It’s time for Nuggets fans to forgive Carmelo Anthony
Carmelo Anthony made his debut last night with the Trail Blazers, scoring 10 points in 24 minutes against the Pelicans en route to a 115-104 loss in New Orleans. But his stat line is sort of beside point; it was just nice to see one of the best players of his era back on the court.
Admittedly, Melo has been out of basketball in recent months largely due to his own actions. His 10-game stint in Houston last season didn’t go well, turning him into a bit of a pariah around the league.
It was the forward’s fourth stop of his career, but the third in three years. As a result, Anthony was developing a reputation as a player who was difficult to get along with, largely due to disagreements about the role he should play.
When he was 28 years old and leading the NBA in scoring, Melo could get away with being a high-maintenance star. He wouldn’t be the only big-name player in that category.
But once he morphed into a 30-something averaging 13.0 to 16.0 points per game, he was no longer worth the hassle. The people who have fallen into this group late in their careers is also a lengthy list.
That said, it always seemed like there was still a place for Anthony in the league. Surely, he could fill a role for a contending team, so long as he and the organization were on the same page as to what he’d bring to the table.
Here’s hoping he’s found that in Portland. The Blazers are scuffling out of the gates, so they need some sort of spark. And Melo has been on the sidelines for roughly a calendar year, so hopefully a slice of humble pie has helped him realize where he’s at in his career.
Unfortunately, that sentiment isn’t the norm in Denver.
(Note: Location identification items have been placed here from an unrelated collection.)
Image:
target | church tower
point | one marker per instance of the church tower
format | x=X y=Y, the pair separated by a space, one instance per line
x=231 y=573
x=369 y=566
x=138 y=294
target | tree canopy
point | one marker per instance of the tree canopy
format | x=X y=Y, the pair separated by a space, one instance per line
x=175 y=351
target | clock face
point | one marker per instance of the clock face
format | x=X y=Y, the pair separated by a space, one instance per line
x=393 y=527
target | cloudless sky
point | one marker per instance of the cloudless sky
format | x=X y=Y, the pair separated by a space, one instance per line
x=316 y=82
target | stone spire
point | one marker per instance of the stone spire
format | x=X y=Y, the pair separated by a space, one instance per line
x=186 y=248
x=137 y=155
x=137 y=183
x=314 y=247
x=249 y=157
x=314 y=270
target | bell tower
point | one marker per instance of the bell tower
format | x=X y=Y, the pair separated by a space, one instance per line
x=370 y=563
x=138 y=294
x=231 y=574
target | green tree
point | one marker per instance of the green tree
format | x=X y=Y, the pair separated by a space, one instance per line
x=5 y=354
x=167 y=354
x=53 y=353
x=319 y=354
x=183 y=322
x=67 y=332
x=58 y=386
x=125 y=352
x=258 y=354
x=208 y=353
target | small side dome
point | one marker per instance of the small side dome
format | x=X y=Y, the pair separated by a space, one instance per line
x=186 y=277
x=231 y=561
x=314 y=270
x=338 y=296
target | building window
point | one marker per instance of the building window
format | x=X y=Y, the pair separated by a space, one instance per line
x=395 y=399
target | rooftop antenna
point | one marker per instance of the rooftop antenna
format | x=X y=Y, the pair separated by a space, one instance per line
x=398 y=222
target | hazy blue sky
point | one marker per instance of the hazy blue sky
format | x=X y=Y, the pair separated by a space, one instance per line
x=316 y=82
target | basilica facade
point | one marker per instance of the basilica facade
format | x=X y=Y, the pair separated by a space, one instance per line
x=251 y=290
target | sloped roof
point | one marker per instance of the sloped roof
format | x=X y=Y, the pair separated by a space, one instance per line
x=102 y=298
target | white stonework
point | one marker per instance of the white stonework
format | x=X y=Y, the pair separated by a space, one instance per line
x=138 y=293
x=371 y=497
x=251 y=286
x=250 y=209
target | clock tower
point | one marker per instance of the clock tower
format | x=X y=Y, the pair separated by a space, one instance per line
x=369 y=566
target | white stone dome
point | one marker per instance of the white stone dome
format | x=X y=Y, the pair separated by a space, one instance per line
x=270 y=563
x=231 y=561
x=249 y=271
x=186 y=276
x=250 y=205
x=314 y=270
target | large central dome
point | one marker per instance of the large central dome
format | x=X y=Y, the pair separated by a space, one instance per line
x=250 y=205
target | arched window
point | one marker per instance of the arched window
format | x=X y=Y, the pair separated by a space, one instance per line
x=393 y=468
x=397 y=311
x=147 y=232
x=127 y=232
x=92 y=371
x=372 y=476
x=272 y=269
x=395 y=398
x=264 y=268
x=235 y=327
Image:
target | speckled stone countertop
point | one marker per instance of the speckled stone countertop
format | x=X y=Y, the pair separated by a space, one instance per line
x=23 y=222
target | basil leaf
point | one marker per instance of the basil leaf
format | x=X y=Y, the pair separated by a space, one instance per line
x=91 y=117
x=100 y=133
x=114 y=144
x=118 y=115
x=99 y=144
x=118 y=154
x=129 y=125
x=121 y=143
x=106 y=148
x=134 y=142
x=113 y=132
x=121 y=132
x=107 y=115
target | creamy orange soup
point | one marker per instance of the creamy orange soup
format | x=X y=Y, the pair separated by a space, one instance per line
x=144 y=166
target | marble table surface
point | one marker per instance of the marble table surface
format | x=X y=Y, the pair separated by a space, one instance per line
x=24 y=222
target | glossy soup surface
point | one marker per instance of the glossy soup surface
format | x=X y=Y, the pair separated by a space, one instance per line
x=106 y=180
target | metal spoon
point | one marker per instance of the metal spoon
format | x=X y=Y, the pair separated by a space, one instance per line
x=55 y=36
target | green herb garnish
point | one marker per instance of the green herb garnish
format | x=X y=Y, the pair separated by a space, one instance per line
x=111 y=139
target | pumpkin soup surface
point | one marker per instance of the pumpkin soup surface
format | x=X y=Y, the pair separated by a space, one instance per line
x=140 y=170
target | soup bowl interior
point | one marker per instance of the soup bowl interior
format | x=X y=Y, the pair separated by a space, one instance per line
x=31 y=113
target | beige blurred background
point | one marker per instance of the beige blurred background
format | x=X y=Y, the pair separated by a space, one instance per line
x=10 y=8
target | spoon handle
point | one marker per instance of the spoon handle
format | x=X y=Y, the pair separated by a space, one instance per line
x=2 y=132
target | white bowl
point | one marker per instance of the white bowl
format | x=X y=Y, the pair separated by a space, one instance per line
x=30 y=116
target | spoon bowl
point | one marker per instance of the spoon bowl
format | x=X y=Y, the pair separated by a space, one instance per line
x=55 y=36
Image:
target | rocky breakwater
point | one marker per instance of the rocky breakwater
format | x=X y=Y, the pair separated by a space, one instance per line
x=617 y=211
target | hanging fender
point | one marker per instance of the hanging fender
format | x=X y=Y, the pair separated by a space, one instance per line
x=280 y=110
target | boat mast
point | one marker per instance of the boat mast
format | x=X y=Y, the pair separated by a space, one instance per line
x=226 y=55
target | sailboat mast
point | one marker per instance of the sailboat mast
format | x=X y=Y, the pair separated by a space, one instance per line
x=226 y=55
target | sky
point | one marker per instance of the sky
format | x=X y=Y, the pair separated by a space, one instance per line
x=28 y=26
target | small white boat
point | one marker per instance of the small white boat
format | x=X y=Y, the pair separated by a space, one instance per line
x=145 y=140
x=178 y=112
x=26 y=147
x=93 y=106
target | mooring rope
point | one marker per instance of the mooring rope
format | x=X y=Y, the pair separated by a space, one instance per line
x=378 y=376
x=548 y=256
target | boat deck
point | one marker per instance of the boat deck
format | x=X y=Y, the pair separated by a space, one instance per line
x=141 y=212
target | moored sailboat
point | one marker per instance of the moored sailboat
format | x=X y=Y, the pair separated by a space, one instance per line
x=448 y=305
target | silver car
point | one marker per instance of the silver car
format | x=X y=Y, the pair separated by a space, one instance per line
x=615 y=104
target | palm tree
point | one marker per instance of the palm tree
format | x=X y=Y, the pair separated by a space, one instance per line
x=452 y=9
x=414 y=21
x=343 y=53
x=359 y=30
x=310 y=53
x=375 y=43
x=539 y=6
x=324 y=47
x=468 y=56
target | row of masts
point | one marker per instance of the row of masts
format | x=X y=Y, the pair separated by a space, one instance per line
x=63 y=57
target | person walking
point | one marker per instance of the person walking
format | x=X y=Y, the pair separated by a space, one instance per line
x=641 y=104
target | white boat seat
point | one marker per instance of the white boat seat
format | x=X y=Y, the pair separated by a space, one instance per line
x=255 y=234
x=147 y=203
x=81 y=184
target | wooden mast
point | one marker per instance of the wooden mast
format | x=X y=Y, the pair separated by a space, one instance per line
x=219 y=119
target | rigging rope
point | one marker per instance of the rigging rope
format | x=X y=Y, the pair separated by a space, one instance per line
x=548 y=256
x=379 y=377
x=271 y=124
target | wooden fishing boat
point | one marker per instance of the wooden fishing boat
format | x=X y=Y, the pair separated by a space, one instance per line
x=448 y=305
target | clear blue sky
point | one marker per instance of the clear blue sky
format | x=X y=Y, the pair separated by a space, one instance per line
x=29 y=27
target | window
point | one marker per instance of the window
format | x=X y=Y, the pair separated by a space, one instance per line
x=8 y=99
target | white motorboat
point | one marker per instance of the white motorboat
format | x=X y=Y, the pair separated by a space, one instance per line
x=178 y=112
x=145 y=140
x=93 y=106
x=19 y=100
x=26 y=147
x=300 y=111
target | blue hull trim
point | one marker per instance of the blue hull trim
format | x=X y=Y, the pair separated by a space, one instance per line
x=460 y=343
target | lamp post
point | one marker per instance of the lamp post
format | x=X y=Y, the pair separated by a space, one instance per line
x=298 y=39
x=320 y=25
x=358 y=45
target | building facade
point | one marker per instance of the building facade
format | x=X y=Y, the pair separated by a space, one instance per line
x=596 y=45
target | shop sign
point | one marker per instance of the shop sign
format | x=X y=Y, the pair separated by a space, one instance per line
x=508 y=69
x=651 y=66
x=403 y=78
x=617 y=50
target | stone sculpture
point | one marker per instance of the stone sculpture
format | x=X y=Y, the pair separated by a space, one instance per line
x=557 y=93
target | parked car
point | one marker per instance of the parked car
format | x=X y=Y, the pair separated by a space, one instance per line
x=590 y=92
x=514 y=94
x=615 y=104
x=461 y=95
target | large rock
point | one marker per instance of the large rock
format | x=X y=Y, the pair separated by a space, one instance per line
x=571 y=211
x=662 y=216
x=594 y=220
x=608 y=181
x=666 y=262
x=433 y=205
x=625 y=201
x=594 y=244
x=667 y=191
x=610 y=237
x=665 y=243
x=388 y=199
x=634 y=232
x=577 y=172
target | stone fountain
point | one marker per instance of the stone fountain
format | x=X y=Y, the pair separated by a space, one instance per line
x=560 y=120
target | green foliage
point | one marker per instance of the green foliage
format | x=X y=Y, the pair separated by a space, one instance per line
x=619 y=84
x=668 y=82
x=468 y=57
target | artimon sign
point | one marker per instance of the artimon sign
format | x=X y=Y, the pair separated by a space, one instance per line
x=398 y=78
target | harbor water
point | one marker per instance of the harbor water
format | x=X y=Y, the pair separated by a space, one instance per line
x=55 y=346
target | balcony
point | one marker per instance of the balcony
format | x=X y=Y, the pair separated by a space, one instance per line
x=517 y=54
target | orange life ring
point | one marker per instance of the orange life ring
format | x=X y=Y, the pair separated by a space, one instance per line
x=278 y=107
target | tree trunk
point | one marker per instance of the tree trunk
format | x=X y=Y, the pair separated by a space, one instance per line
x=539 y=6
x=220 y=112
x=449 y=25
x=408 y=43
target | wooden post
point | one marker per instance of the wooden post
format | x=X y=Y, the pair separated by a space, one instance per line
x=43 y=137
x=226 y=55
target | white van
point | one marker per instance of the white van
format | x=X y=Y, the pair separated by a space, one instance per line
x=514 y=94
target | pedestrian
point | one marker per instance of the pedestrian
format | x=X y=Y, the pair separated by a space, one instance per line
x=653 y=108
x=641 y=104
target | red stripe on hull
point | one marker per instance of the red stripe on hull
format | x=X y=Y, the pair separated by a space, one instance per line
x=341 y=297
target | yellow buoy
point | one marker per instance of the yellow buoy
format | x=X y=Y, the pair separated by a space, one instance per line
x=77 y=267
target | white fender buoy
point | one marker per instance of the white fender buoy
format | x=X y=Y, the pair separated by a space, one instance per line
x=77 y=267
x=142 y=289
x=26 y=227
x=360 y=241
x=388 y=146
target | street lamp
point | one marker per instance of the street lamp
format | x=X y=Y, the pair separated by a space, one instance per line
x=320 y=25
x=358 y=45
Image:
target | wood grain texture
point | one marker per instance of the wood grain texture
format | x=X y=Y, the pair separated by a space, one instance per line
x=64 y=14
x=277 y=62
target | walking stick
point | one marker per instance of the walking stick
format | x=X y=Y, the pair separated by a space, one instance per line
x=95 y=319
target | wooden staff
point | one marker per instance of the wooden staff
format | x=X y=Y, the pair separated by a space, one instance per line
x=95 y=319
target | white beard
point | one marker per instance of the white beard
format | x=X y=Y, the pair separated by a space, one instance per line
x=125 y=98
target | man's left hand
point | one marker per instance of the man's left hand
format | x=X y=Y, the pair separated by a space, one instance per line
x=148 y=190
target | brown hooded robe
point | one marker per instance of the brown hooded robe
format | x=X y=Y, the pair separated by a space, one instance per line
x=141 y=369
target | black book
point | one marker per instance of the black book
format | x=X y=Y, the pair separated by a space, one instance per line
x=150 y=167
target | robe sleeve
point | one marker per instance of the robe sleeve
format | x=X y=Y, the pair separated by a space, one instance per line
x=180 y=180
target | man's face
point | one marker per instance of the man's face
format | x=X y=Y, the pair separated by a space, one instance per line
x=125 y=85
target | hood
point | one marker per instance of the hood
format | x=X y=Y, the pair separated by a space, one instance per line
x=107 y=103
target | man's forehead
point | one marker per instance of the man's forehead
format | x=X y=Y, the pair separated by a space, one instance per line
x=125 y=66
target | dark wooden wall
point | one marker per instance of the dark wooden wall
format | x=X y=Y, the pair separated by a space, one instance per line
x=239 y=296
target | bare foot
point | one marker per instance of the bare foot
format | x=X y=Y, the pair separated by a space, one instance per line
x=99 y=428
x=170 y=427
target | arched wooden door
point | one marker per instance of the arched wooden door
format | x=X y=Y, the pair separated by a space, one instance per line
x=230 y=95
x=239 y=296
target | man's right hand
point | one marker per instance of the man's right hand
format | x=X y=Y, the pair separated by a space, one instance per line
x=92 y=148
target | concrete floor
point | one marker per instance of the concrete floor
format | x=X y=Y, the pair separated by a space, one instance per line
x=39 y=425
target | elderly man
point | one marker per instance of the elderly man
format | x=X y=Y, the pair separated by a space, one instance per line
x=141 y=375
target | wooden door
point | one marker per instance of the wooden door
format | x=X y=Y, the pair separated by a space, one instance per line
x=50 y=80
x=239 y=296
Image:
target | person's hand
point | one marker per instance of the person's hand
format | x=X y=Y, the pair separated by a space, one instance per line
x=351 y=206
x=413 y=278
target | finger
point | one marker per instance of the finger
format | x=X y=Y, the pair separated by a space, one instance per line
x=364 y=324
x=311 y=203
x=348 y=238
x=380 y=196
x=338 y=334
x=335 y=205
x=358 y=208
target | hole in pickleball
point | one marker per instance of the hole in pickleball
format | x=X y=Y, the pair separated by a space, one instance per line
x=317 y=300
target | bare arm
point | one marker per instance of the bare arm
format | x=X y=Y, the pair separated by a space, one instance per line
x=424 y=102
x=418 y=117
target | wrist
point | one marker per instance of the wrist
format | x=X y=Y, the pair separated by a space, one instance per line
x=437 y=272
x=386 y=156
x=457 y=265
It’s understandable that Nuggets fans don’t want to see anything good happen to the Trail Blazers. Last year’s playoff match-up was gasoline on an already smoldering rivalry, creating a tension between the two fan bases that is both great and understandable.
But the ill will toward Melo is strange.
Yes, he left Denver on semi-bad terms, forcing his way to New York via trade during the 2010-11 season. But it’s not as though Anthony quit on the team prior to being sent to the Knicks; he averaged 25.2 points and 7.6 rebounds in the 50 games before the blockbuster deal. And he gave the Nuggets a chance to get something in return, letting them know ahead of time that he wanted to live in the Big Apple, so they wouldn’t see their best player leave for nothing.
People in the Mile High City don’t see it that way, though. They still feel as though Melo betrayed them somehow.
Before Anthony arrived in Denver as a 19-year-old rookie, the Nuggets were coming off a 17-65 season. That was tied for the worst record in the league and extended their streak of non-playoff seasons to eight. The franchise was a total afterthought, both locally and nationally.
During Melo’s seven full seasons with the team, however, Denver made the playoffs every season. In 2009, they advanced all the way to the Western Conference Finals, losing to the eventual-champion Lakers in six games; many will argue that the Nuggets were two inbounds passes away from winning an NBA title that year.
Perhaps as importantly, Anthony gave Denver a star for the first time in ages. His presence on the roster, not to mention his 24.8 points per game in a Nuggets uniform, made the team nationally relevant. An 8:30 tipoff at Pepsi Center as the second half of a ESPN or TNT doubleheader became commonplace.
Given where the Nuggets were before his arrival, both of those developments were monumental achievements. For Denver to advance to within two wins of the NBA Finals was hard to fathom. For people outside of the Mile High City to care about the team was equally hard to comprehend.
Perhaps people have forgotten that fact. Maybe they don’t remember just how down the Nuggets were before Anthony rolled into town, fresh off of winning a national championship at Syracuse.
Most likely, however, it’s just easier to be mad. It’s simpler to hold a grudge. It feels better to laugh at the fact that Melo never reached a pinnacle higher than the one he wanted to escape.
That’s why people throw out Alex English, Dan Issel and David Thompson ahead of Anthony when discussing the best Nugget of all-time. It’s not like those three Hall of Fame players don’t have a seat at the table; they’re definitely in the discussion. But so is Melo.
Did he have his faults? Sure.
He didn’t like to play defense. But as someone who watched both English and Issel play hundreds of games, neither did those two big-time scorers.
He also had interests that extended beyond Denver. But he didn’t leave as much unfinished business in town as Thompson did when his career was derailed by off-the-court issues.
If perfection is the bar, then be prepared to be disappointed a lot. No athlete is going to live up to that standard.
But in terms of winning games, playing an entertaining brand of basketball and getting the city in the national conversation, Anthony couldn’t have been better during his time with the Nuggets. That’s why he deserves better from Denver.
Put his jersey in the rafters. Cheer him when he returns to town with the Blazers. And stop they petty insults.
The Carmelo Anthony era was a fun one in Denver. Any Nuggets fan who witnessed it should be glad they had the opportunity.